Edoardo Albinati ha vinto il Premio Strega 2016

La banalità del Premio Strega. Si sbadiglia già dai titoli (ventisette!)

Mariarosa Mancuso

“Dove troverò mai il tempo per non leggere tutti questi libri?” E con il cinema non andiamo meglio: nella stagione ne usciranno un centinaio. Lamenti e consigli

“Dove troverò mai il tempo per NON leggere tutti questi libri?”. Era scritto su una maglietta, quando il Salone del Libro era uno solo, e a Mantova si andava più che altro per i tortelli di zucca. Sparita dai cassetti, le vecchie t-shirt non si trovano mai quando servono. Servirebbe una ristampa, anzi due. “Dove troverò mai il tempo per non leggere tutti questi libri?”, e “Dove troverò mai il tempo per non vedere tutti questi film?”.

 

Non è un lamento generico sul poco tempo a disposizione, né sull’attenzione distratta da troppi tweet. È un lamento puntuale, presa visione di due elenchi che fanno tremare le ginocchia: la lista dei ventisette candidati al premio Strega (ognuno con la complicità di due votanti-presentatori) e la lista del centinaio di film italiani in uscita la prossima stagione. In aggiunta, s’intende, a quelli che stanno intasando le sale e lo faranno ancora per un mesetto: se vi sembra una parola forte, andate a controllare gli incassi. Giù del trenta per cento nel fine settimana rispetto all’anno scorso, film italiani sotto i duecentomila euro.

 

A parte qualche titolo e qualche nome riconoscibile – vale per lo Strega e vale per i registi – gli altri si fa fatica a collocarli. Facciamo fatica noi, che per mestiere leggiamo e andiamo al cinema. Figuriamoci i pochi lettori e i pochi spettatori rimasti. Nessuno si occupa di loro. Lo si capisce scorrendo gli elenchi, che riflettono una situazione disastrosa.

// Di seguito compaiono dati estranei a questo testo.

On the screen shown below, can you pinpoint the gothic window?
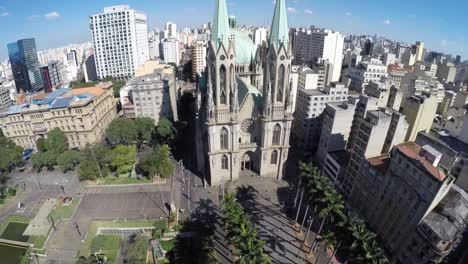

Si può dire il peccato e non il peccatore, l’andazzo è generale.

 

Possibile che non si riescano a trovare, per i romanzi, titoli appena un po’ attraenti. Saranno pure capolavori, non si discute. Ma chi avrà voglia di leggere un romanzo che in copertina ha “La compagnia delle anime finte?”, oppure “E invece io”, “Pastor che a notte ombrosa nel bosco si perdé”, “Grande nudo”, “Il punto che non conosco”, “Orfeo 9 - Then an Alley”. Intervengano l’editor, l’ufficio marketing, gli amici, la mamma o la fidanzata. Son libri pubblicati, in cerca di lettori: perché mandarli nel mondo già zoppetti?

 

Non va meglio con i film, e qui oltre ai peccati diremo qualche peccatore, trattandosi di soldi pubblici. “Infinita come lo spazio”, “Non c’è Kampo” di Federico Moccia (uno un po’ sempre girato all’indietro, ma a 53 anni non dovrebbe essere vietato scrivere campo con la kappa?). “Odissea nell’ospizio” di Jerry Calà e i Gatti di Vicolo Miracoli (non era bastata la figuraccia di Aldo Giovanni e Giacomo con “Fuga da Reuma Park”?). E via con “Burraco fatale” e “Amori che non sanno stare al mondo” (regista Francesca Comencini). Siccome siamo svelti, moderni e poliglotti spuntano “80 voglia di te”, “2NIGHT”, “7 Days, “Easy”, “Holiday”, “Drive me home”, “The habit of beauty”, “The space between”, “Taranta on the Road”. Due sono i vangeli, uno lo porta Pippo Delbono e l’altro si intitola il “Vangelo secondo Mattei”. Paolo Franchi in “Dove non ho mai abitato” racconta “Francesca, unica figlia di Manfredi famoso architetto e di una designer altrettanto famosa” (altre professioni non esistono, nel cinema italiano).

 

La premiazione dello Strega torna al Ninfeo di Villa Giulia, dopo un anno di assenza. I titoli invitano allo sbadiglio, e l’italiano fa venire la tremarella. Tra presentazioni, recensioni e risvolti, ecco tre frasi che già non passano l’esame. “Mi si apre il rubinetto, un flusso di frasi slegate e nervosette” (Mimmo Ravera Rafele). “E’ un uomo all’equatore della vita” (Davide Grittani). “Irrorandoli con il filtro dell’ironia” (su “Appunti di meccanica Celeste” di Domenico Dara). Più interessanti, gustosi, e davvero romanzeschi, sarebbero gli intrecci e i legami tra presentatori e presentati.